No niestety, ciemnota jak widać dotyka nawet użytkowników FF w jej najnowszych iteracjach. Czy twój mózg pracuje przy ISO 512.000, czy jest jeszcze ciemniej?
Tłumaczę, jak dziecku: zdjęcie wykonane tym samym obiektywem, z tej samej odległości, i przy tej samej przesłonie wygląda TAK SAMO na KAŻDYM FORMACIE KLATKI pod względem kąta widzenia i głębi ostrości, a także tzw. plastyki, i ma takie same wymiary fizyczne na matrycy, ale nie to jest tematem wątku.
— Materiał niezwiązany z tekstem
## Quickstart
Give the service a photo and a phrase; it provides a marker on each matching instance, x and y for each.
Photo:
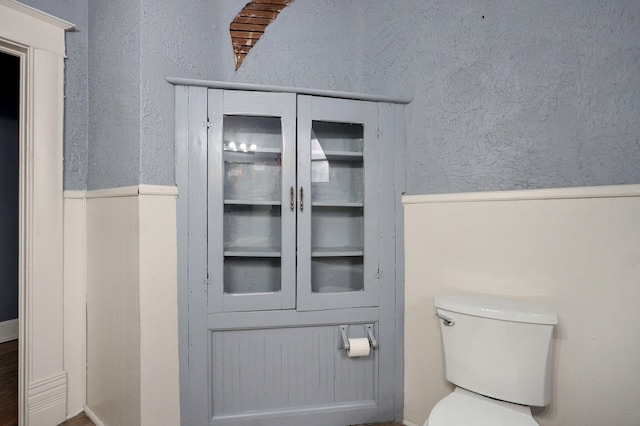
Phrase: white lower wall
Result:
(113, 313)
(75, 300)
(575, 249)
(132, 317)
(159, 375)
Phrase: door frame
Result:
(38, 40)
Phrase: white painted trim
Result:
(158, 190)
(79, 195)
(39, 15)
(9, 330)
(530, 194)
(128, 191)
(47, 399)
(266, 88)
(92, 416)
(125, 191)
(30, 28)
(39, 40)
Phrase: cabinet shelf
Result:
(337, 155)
(337, 204)
(233, 202)
(241, 156)
(337, 251)
(252, 252)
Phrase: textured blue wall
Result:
(508, 94)
(513, 94)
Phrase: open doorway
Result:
(9, 235)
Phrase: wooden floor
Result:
(9, 391)
(9, 383)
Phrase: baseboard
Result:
(9, 330)
(47, 400)
(92, 416)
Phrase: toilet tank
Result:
(498, 347)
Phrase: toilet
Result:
(497, 353)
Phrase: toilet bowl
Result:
(466, 408)
(497, 353)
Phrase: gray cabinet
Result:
(289, 229)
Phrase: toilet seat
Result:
(465, 408)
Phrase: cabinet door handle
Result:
(291, 199)
(301, 198)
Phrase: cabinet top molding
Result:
(266, 88)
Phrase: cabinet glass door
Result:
(335, 168)
(251, 151)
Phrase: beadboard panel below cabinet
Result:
(273, 371)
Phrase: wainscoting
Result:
(574, 249)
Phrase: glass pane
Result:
(336, 163)
(335, 275)
(252, 158)
(251, 275)
(337, 228)
(249, 227)
(244, 133)
(337, 214)
(339, 137)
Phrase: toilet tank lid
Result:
(497, 308)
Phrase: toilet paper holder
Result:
(344, 336)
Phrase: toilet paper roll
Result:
(358, 347)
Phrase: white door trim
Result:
(38, 39)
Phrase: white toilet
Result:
(498, 354)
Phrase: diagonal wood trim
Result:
(251, 22)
Tematem wątku jest rozmiar w pikselach, a nie w milimetrach, w zależności od gęstości matrycy.
Jakość zdjęcia też nie jest przedmiotem tego wątku.
Zdjęcie z C 6D będzie miało mniej pikseli, a więc mniej szczegółów, niż zdjęcie z C 80D wykonane w podanych wyżej warunkach. Przy niskim ISO zdjęcie z C 80D z racji większej szczegółowości będzie atrakcyjniejsze, niż zdjęcie z C 6D.
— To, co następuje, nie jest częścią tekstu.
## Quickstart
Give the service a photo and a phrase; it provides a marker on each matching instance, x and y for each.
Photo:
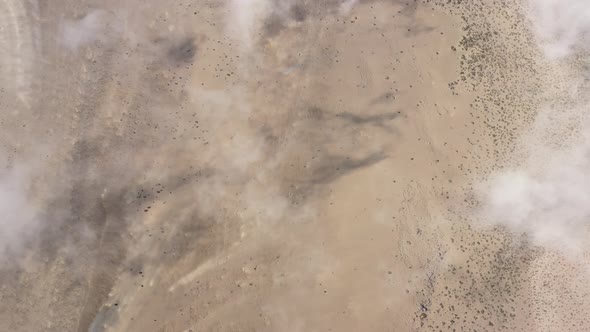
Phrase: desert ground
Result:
(288, 165)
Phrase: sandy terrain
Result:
(299, 165)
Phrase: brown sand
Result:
(318, 177)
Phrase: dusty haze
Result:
(294, 165)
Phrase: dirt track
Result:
(305, 166)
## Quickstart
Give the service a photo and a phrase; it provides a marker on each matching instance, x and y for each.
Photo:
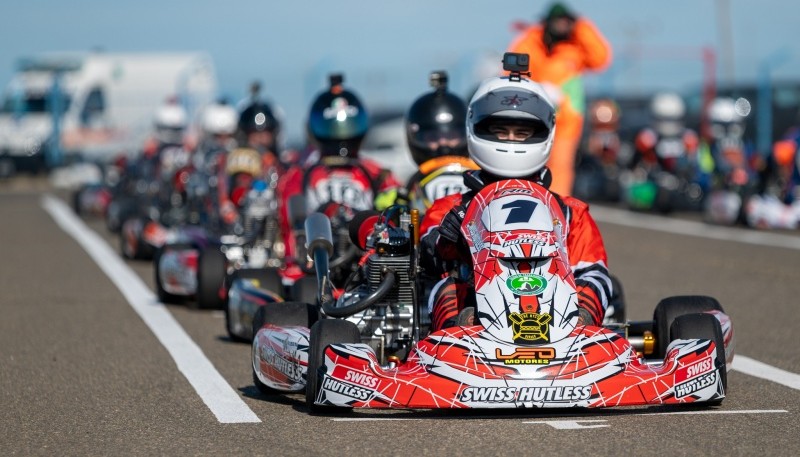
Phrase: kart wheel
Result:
(324, 333)
(305, 289)
(128, 251)
(211, 271)
(163, 295)
(284, 314)
(702, 326)
(268, 278)
(670, 308)
(76, 200)
(616, 303)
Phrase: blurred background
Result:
(386, 50)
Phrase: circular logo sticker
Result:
(526, 284)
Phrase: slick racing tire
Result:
(267, 278)
(323, 333)
(670, 308)
(211, 270)
(702, 326)
(305, 289)
(284, 314)
(163, 295)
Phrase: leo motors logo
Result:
(526, 284)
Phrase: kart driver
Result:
(437, 139)
(494, 122)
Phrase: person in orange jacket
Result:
(562, 47)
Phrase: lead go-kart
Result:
(366, 349)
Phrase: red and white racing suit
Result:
(354, 184)
(585, 248)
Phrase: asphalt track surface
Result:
(82, 372)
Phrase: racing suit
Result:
(356, 184)
(558, 67)
(585, 249)
(437, 178)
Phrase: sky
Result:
(387, 49)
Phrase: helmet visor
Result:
(512, 107)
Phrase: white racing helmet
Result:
(499, 100)
(170, 122)
(220, 119)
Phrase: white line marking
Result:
(740, 411)
(692, 228)
(374, 419)
(571, 425)
(212, 388)
(762, 370)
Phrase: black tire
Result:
(305, 289)
(76, 200)
(670, 308)
(283, 314)
(323, 333)
(617, 300)
(163, 295)
(211, 270)
(127, 252)
(702, 326)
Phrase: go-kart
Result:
(200, 264)
(524, 347)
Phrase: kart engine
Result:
(260, 226)
(387, 325)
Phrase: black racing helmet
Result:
(338, 120)
(436, 123)
(258, 116)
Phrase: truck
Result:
(70, 107)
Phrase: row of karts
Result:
(365, 342)
(334, 302)
(667, 167)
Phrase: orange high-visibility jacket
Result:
(586, 50)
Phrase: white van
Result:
(107, 103)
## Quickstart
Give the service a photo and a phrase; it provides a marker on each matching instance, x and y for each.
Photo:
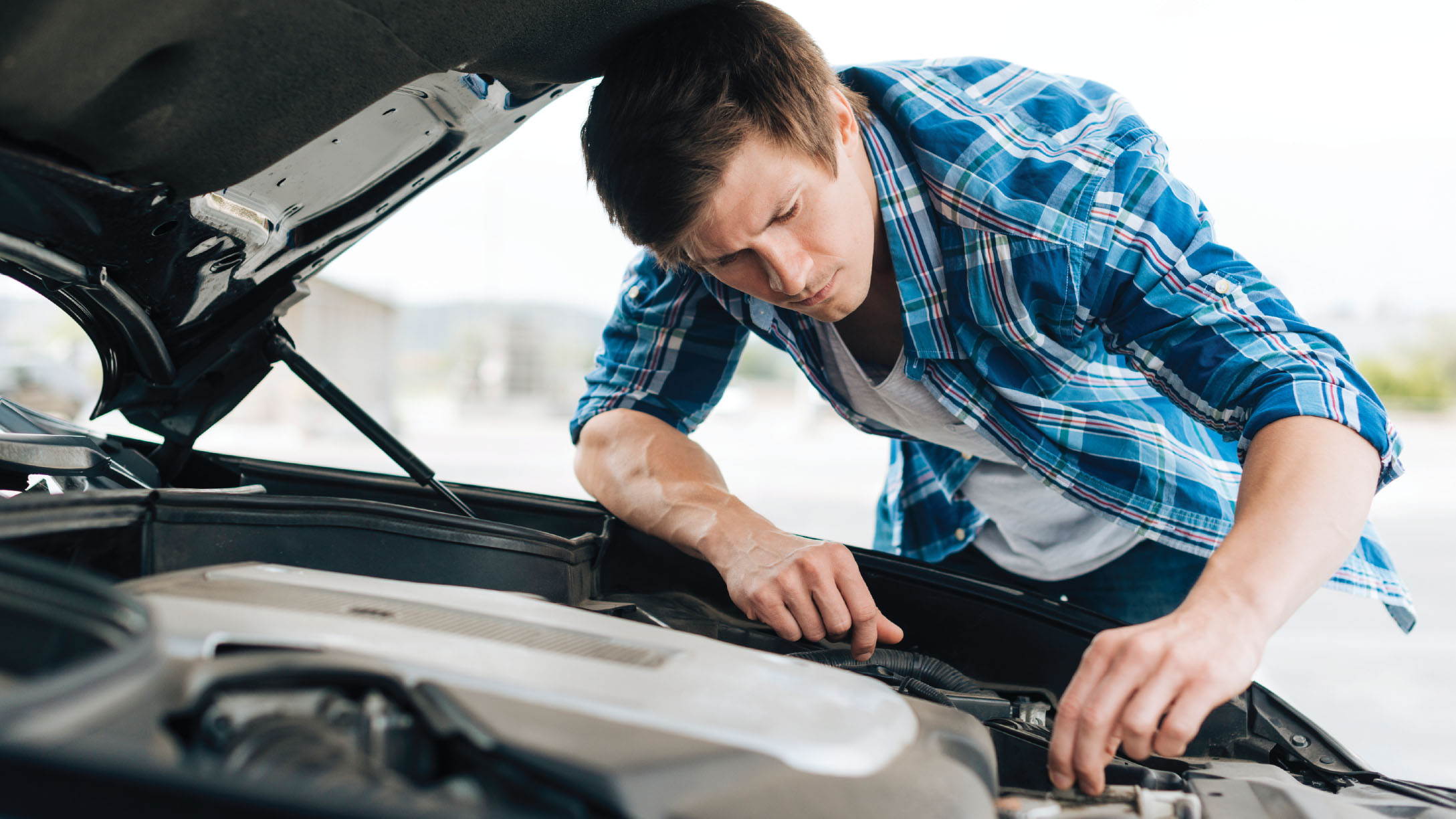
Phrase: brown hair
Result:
(682, 95)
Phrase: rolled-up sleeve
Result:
(669, 350)
(1205, 325)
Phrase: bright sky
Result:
(1320, 134)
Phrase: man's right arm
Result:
(660, 481)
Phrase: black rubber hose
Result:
(905, 664)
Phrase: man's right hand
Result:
(804, 589)
(663, 482)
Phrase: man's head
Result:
(721, 139)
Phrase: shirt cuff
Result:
(585, 414)
(1340, 403)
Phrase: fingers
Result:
(800, 602)
(862, 612)
(1069, 713)
(1134, 656)
(889, 632)
(1186, 717)
(816, 594)
(1145, 710)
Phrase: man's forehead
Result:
(756, 187)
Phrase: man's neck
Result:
(873, 333)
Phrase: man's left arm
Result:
(1304, 500)
(1211, 333)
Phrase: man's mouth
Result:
(819, 296)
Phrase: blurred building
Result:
(350, 337)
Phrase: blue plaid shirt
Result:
(1062, 293)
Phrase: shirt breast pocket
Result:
(1014, 306)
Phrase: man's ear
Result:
(845, 124)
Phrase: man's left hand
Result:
(1148, 689)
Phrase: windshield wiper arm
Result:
(283, 350)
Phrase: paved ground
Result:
(1386, 695)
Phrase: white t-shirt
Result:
(1033, 531)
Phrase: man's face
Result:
(785, 230)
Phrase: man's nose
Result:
(790, 268)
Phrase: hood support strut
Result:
(283, 350)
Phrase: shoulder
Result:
(1004, 148)
(999, 95)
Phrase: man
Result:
(993, 267)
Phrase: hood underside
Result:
(171, 177)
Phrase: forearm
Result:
(1304, 498)
(660, 481)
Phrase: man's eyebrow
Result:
(778, 210)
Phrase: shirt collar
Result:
(915, 247)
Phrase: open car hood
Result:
(171, 179)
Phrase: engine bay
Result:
(318, 642)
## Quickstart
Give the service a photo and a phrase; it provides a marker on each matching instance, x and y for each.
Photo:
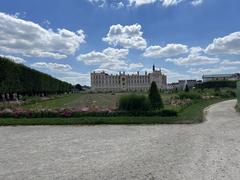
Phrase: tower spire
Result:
(153, 67)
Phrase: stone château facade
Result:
(103, 82)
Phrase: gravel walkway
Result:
(210, 150)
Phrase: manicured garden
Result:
(168, 107)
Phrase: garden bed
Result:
(189, 115)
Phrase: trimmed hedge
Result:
(17, 78)
(189, 95)
(66, 114)
(134, 102)
(217, 84)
Żeby zdjęcie z C 6D było tak samo atrakcyjne, to trzeba albo zwiększyć ogniskową, albo bliżej podejść do obiektu, aby wielkości zdjęć zrównały się w pikselach. To jest wniosek płynący z tego wątku.
Zmieniając jakkolwiek warunek wstępny dla któregoś z aparatów zmienia się WSZYSTKO, i to też nie jest tematem wątku.
Wykonanie rzeczywistych zdjęć oboma aparatami, aby je porównać, mija się z celem, gdy wybór rozstrzyga się pomiędzy jakością a rozdzielczością obrazu finalnego.
Można sobie sfotografować gazetę i się przekonać, że tekst będzie doskonale czytelny na zdjęciu z C 80D, a zupełnie zamazany na zdjęciu z C 6D. W takiej sytuacji bredzenie o jakości jest czystym biciem piany, które się kompletnie nie przekłada na praktyczny użytek.